Abécédaire
Boris Verberk
14/04/2018
Orphée est apparu nu à l'Opéra. Son corps complètement imberbe n'avait qu'un pudique sous-vêtement couleur chair qui lui donnait cet air asexué auquel seuls les anges sont sensés prétendre. Il ne pouvait en être autrement. Lui qui parvient à mettre les sons en ordre de manière à émouvoir les bêtes, les dieux et les monstres ne peut s'encombrer de poils. Ces derniers poussent avec trop de hasard, sans constance, sans harmonie, sans s'entendre. On les voit sortir à l'improviste du nez ou des oreilles, accompagner les verrues.
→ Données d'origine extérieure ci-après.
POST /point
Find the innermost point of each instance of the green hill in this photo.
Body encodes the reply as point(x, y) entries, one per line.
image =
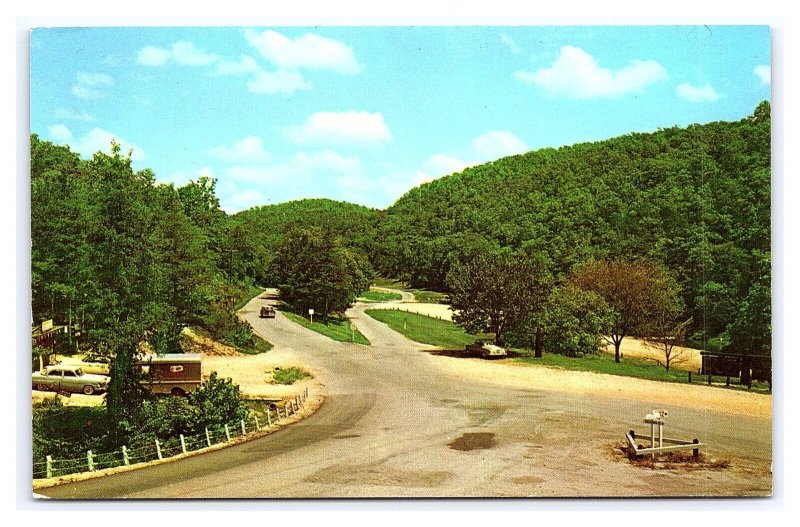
point(696, 199)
Ils marquent l'âge, autant quand ils poussent que quand ils tombent. S'il y a un signe de l'entropie, c'est bien le poil.
Pourtant, Orphée s'entoure de barbares barbus, de femmes sauvages, d'animaux poilus. C'est avec eux qu'il chante et vit.
La poésie a besoin du poil. En poussant au petit bonheur la chance, il l'inspire. Si souvent elle parle des cheveux qui poussent avec constance et politesse, se laissant domestiquer, elle se comporte comme le poil. Elle aussi aime jouer, parfois être insolente, imprévue. Elle aussi n'est pas toujours convenable.
Elle s'accompagne parfois de celui qui pousse dans la main. Soit en le laissant aller, oisive. Soit en cultivant frénétiquement cette fleur rare. Au professeur autoritaire qui veut l'arracher, elle écrit les plus belles injures sur ses cahiers d'écolier.
La poésie sait qu'elle a besoin du poil. Peut-être même n'existe-t-elle que pour lui. Pour que, plutôt que sous la menace, ce soit par émotion qu'il se hérisse.